IRVYNE: And the big difference between this and The Emperor's New Groove, is that The Emperor's New Groove is hilarious. This is not. It has a few moments that are worth a laugh, but mostly it's just trying to be funny without really succeeding. Having said that, I've showed it to groups of fairly young children, and they've loved it. It's just aimed at a different target market.

HAKU: Something about it feels a bit watered down and sanitized in a way.

IRVYNE: It almost feels like they started with a story, kept changing this and kept changing that, and eventually they've got something that is a mish-mash of a thousand different ideas, but the original story's been lost.

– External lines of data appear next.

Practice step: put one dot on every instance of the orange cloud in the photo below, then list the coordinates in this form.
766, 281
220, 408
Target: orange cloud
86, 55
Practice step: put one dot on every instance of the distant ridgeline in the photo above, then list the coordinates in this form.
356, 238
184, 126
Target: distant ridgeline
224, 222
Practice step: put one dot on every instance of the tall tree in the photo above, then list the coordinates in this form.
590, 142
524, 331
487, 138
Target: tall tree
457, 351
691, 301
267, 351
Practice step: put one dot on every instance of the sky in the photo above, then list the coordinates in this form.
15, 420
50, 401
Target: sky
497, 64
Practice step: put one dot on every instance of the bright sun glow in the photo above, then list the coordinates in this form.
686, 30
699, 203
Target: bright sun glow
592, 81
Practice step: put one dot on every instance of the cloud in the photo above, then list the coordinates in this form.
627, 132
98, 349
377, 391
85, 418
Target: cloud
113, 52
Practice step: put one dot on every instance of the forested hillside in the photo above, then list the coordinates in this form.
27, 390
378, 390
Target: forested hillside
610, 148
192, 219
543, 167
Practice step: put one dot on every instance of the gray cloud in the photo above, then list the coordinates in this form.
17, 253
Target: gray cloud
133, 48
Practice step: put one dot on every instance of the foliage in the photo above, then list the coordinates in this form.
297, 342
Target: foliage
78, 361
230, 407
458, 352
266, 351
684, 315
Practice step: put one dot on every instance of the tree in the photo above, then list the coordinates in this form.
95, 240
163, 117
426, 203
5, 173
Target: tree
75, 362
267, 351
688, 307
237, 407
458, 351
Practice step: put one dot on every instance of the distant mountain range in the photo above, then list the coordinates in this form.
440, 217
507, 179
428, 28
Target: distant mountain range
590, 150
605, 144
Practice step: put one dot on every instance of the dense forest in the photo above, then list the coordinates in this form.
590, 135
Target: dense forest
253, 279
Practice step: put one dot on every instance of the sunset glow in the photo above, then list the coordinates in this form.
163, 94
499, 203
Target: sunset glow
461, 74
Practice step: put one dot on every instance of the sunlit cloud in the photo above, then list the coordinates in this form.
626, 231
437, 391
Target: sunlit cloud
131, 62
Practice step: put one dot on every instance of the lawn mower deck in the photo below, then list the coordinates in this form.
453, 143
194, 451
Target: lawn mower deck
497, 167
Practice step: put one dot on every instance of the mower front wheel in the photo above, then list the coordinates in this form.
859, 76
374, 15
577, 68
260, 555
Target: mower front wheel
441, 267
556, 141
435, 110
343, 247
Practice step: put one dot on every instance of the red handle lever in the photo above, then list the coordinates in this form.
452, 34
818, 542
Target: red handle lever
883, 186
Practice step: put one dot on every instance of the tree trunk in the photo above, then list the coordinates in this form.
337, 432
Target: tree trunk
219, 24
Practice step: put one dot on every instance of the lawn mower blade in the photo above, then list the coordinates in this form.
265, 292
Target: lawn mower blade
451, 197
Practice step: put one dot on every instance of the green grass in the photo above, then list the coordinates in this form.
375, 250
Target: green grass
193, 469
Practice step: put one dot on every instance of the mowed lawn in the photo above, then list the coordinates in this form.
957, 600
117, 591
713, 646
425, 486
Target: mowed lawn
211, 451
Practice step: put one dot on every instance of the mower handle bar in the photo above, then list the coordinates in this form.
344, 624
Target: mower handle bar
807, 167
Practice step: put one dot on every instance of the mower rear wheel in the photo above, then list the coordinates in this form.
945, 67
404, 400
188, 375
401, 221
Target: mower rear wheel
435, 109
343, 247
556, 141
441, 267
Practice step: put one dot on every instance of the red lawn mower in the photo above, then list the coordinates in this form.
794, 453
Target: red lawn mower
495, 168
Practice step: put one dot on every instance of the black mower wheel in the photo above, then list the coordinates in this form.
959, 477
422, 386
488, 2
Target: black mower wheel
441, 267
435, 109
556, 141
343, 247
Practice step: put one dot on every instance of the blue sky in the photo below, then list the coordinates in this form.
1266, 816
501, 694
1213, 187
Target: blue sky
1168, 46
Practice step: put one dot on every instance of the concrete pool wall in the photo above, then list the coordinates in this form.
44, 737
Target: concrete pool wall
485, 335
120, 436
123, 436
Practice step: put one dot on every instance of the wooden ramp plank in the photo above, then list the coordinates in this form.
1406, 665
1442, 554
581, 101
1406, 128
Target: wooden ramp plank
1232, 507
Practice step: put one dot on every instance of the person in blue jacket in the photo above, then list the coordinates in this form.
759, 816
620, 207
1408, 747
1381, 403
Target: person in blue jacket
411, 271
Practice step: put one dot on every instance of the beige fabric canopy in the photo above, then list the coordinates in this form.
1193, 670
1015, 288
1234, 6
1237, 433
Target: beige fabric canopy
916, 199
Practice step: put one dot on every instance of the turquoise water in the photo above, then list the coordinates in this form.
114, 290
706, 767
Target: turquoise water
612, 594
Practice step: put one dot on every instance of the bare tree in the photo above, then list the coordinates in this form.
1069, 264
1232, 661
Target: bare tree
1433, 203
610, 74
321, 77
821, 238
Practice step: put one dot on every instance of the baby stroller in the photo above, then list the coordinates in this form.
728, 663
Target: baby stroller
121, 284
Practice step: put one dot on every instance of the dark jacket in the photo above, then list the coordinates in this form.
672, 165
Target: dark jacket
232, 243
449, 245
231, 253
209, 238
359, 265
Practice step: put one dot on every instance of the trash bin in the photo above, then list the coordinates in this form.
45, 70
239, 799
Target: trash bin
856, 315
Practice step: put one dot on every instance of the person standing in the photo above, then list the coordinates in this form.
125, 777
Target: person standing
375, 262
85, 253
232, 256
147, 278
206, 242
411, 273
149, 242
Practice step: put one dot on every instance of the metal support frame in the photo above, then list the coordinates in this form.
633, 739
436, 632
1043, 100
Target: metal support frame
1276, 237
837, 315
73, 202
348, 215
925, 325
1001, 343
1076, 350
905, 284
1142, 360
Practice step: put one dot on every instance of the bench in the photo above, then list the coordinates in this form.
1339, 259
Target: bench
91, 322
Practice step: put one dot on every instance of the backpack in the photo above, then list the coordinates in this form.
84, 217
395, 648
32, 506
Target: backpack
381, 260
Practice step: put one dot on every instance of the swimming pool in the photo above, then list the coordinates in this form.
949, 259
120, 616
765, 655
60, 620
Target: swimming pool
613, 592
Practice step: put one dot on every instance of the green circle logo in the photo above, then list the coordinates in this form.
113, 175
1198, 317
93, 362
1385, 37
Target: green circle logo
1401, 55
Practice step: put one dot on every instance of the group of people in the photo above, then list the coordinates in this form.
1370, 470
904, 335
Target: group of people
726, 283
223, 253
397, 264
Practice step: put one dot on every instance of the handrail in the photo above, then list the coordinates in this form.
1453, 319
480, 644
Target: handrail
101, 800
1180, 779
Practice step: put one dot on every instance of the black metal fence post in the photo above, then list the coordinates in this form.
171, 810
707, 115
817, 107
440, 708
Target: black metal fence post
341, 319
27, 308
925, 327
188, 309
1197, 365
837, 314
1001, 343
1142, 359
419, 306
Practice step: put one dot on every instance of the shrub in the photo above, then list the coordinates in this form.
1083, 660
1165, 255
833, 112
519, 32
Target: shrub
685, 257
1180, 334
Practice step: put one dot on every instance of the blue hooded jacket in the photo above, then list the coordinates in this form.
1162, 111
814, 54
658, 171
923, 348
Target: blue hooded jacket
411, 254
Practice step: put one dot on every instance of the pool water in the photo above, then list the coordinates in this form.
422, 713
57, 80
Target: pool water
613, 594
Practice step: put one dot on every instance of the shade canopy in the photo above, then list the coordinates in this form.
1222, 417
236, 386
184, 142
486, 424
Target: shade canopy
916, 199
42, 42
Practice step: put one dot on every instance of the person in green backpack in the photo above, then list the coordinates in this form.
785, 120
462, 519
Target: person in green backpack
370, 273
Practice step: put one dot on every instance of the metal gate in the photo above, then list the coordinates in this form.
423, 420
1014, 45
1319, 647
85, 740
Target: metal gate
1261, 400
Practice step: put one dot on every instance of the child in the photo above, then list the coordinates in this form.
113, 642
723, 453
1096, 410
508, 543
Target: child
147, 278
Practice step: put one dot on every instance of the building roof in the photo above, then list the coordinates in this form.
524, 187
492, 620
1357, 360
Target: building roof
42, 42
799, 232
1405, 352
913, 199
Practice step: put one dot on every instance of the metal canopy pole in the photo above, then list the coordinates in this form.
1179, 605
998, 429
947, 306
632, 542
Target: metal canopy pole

MALEFICENT: I don't hate Home On The Range, but it doesn't compare to other Disney classics.

SHENZI: It's not great.

IRVYNE: No, but it's still quite watchable. It just makes me sad that it heralded the end of 2D animation at the studio.

HAKU: That has nothing to do with the medium though, it's all to do with the storytelling. The reason Pixar was successful at the time was because they were telling their stories well and connecting with audiences.

IRVYNE: I 100% agree with you. And probably every Disney artist in the company would agree with you as well. But the big suits with the big pay-cheques would have looked at how badly the previous hand-drawn films had underperformed: Every 2D film since Tarzan had been a box-office bomb except for Lilo and Stitch which was only a moderate success... It still made nowhere near as much money as Dinosaur did. So the only conclusion they could come up with is that 2D animation is an expensive and fruitless artform. I definitely don't AGREE with them, but I can see where they were coming from.

SHENZI: What did you think of Home On The Range, Pascal...?

PASCAL: *mumble* *mumble* *zzzzzzz*


  1. Even I will admit that this was one of Disney's weaker hand-drawn films, and admittingly not one of my favorites. Even Princess and the Frog is a much stronger film. But you know something? I'd sooner come back to this movie than have anything to do with all those CG movies that have been corrupting Disney today. Tangled and Frozen can suck an egg, cause I hate them.

  2. Every 2D film? What about Emperor's New Groove, Brother Bear, Recess School's Out, The Jungle Book 2, Spirited Away, Return To Neverland, Howl's Moving Castle, and Pooh's Heffalump movie?